ATTR is caused by an abnormal amount of misfolded transthyretin protein in organs and tissues. It is sometimes hereditary. Marianne, who is of Irish descent, was diagnosed with hereditary-type transthyretin cardiac amyloidosis (hATTR-CM). Abnormal proteins in her liver were clogging up her heart, so that she was developing heart failure, as her father had had.
“Thanks to research on this topic, we know that although hATTR amyloidosis is present all over the world, Ireland is a cluster spot,” says Dr. Ilieva. “Among others are Portugal and Brazil. Another type of mutation of the hATTR gene is carried by 3.5 to 4% of the African American population. Not all family members inherit the gene, and gaps in family medical knowledge may obscure the fact that there is an inherited condition.”
In July 2020, Dr. Ilieva expanded Marianne’s diagnosis to include amyloid polyneuropathy (hATTR-PN).
“It was notable that Marianne’s bilateral carpal tunnel syndrome was worse on her non-dominant left hand than on her right,” says Dr. Ilieva. “Another red flag was that despite having surgeries, she continued to have tingling sensations in both hands. One more notable aspect of her presentation is that she had developed autonomic neuropathy. This sort of neuropathy affects the nerves that are part of the autonomic functions of our body, like maintaining normal blood pressure in different body positions and normal function of the GI tract. That’s why Marianne experienced episodes of dizziness and lightheadedness and lost weight.”

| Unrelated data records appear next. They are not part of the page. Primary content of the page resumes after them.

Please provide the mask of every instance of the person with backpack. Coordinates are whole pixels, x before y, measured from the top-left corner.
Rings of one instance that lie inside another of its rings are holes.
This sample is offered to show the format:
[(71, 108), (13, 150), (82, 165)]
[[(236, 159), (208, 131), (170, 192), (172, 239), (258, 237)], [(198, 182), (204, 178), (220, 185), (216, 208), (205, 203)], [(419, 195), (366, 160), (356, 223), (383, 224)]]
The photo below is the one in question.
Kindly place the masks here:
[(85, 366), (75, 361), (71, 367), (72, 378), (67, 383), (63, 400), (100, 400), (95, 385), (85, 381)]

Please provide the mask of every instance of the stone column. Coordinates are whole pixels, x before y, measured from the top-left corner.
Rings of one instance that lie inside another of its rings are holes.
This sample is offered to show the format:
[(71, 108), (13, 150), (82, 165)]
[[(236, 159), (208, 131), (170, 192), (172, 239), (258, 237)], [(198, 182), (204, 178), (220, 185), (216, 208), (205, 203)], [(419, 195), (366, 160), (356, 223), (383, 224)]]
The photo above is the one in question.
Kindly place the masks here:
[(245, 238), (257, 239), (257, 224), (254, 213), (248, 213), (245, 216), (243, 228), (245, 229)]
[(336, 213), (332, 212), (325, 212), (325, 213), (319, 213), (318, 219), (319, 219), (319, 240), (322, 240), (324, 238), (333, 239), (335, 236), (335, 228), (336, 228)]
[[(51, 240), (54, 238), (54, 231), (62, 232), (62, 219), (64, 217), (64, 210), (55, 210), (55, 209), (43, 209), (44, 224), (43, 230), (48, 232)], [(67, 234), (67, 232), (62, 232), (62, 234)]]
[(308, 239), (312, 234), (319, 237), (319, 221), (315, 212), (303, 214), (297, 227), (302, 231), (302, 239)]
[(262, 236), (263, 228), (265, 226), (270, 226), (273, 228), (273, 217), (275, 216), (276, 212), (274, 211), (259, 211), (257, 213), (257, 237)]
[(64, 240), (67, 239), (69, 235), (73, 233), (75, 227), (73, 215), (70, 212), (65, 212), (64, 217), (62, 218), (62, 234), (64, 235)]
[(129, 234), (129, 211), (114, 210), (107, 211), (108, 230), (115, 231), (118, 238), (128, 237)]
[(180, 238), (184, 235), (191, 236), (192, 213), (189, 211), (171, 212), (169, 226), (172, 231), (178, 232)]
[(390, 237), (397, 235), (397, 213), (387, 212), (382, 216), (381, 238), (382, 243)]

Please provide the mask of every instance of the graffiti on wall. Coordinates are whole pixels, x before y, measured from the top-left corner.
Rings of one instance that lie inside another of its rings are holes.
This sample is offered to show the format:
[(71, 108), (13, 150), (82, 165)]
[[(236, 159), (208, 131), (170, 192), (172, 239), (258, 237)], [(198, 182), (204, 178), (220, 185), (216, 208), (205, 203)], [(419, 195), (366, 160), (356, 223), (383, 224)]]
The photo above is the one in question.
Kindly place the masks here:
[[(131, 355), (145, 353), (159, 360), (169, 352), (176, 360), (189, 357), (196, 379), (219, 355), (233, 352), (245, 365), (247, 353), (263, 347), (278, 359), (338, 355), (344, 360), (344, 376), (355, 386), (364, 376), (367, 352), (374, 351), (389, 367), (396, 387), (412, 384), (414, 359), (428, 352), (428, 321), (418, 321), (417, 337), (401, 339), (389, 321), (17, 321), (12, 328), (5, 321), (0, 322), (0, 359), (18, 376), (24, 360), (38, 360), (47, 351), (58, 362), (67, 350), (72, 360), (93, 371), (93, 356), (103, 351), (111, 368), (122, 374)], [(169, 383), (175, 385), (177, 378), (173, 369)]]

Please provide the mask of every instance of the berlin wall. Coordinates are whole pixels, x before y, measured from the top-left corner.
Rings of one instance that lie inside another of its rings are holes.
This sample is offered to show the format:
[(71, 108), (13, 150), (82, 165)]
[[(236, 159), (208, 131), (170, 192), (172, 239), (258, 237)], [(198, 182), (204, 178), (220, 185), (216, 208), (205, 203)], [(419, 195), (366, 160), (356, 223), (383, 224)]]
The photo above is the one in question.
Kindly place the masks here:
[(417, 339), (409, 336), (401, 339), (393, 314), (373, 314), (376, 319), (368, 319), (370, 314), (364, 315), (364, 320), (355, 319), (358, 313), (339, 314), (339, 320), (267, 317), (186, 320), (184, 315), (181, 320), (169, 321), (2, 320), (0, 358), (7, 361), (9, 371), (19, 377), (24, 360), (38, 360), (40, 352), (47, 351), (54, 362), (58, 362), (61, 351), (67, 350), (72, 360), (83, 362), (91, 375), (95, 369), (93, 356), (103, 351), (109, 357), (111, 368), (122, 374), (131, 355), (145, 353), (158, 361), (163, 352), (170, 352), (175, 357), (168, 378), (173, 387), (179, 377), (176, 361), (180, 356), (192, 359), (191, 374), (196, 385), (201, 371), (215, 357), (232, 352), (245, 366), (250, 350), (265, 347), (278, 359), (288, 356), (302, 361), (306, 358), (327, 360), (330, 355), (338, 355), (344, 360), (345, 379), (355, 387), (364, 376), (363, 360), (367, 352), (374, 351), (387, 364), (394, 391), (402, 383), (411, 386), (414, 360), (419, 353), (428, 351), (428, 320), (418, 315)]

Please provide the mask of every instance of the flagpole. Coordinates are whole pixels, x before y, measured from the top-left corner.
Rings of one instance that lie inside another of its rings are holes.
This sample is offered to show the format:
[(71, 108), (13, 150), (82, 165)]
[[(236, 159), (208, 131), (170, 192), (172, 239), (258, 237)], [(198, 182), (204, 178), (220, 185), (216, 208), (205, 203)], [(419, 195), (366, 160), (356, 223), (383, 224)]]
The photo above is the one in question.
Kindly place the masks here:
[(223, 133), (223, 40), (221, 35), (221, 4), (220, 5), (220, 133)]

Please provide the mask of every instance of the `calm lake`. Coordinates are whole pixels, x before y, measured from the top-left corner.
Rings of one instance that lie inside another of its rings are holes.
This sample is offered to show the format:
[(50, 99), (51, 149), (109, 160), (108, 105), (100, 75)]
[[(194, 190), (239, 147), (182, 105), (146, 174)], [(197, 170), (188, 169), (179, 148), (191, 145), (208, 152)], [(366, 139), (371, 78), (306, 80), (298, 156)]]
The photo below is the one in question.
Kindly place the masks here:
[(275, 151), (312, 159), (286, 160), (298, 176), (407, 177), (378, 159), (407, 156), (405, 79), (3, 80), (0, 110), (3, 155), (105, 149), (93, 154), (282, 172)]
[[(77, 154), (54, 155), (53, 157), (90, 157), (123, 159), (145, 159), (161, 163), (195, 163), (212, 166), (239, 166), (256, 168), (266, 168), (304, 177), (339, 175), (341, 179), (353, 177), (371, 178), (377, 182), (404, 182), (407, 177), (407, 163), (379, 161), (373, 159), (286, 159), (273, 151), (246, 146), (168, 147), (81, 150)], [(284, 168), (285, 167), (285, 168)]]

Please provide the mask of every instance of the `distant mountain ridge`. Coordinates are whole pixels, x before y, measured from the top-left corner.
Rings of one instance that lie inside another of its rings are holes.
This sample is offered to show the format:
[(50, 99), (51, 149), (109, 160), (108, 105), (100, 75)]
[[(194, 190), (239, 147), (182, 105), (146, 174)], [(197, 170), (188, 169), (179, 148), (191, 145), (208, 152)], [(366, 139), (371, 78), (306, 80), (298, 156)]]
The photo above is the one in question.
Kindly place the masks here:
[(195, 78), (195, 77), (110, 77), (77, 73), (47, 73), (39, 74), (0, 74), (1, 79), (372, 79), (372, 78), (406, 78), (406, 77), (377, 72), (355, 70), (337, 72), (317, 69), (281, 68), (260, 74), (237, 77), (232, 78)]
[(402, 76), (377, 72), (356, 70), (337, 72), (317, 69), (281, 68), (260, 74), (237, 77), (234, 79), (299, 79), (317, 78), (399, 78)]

Breakthrough Medications, Relief and Optimism
But fortunately, as Dr. Brailovsky notes, “There is new research showing several medications that are specifically approved for the treatment of amyloidosis affecting the heart and the nervous system. These medications require expertise in neurology and cardiology for careful patient assessment and follow-up to ensure successful treatment.”
In September, Dr. Brailovsky and Dr. Ilieva told Marianne about a new treatment breakthrough, patisiran, which is an infusion medication that helps ease the neuropathy in her legs so she can walk better. Since then, Marianne has been receiving patisiran infusions for five hours once every three weeks at Jefferson. By spring, according to Dr. Brailovsky, she may be able to begin injections of vutrisiran, currently an investigational agent given subcutaneously every three months, instead of the time-consuming infusions. Once a day, Marianne also takes tafamidis, an oral medication that can help patients with ATTR-CM live longer with fewer heart-related hospital visits.
Since beginning these treatments several months ago, Marianne has been feeling better, gained back about 15 pounds, and is feeling hopeful.
“I feel very well taken care of at Jefferson,” says Marianne, “and optimistic that medical science will continue to make breakthroughs in dealing with amyloidosis. Dr. Brailovsky, Dr. Ilieva and the team of nurses at the Jefferson Infusion Center are truly what it means to be healthcare professionals; they go above and beyond their roles in making me feel respected and cared for as a patient with a rare disease.”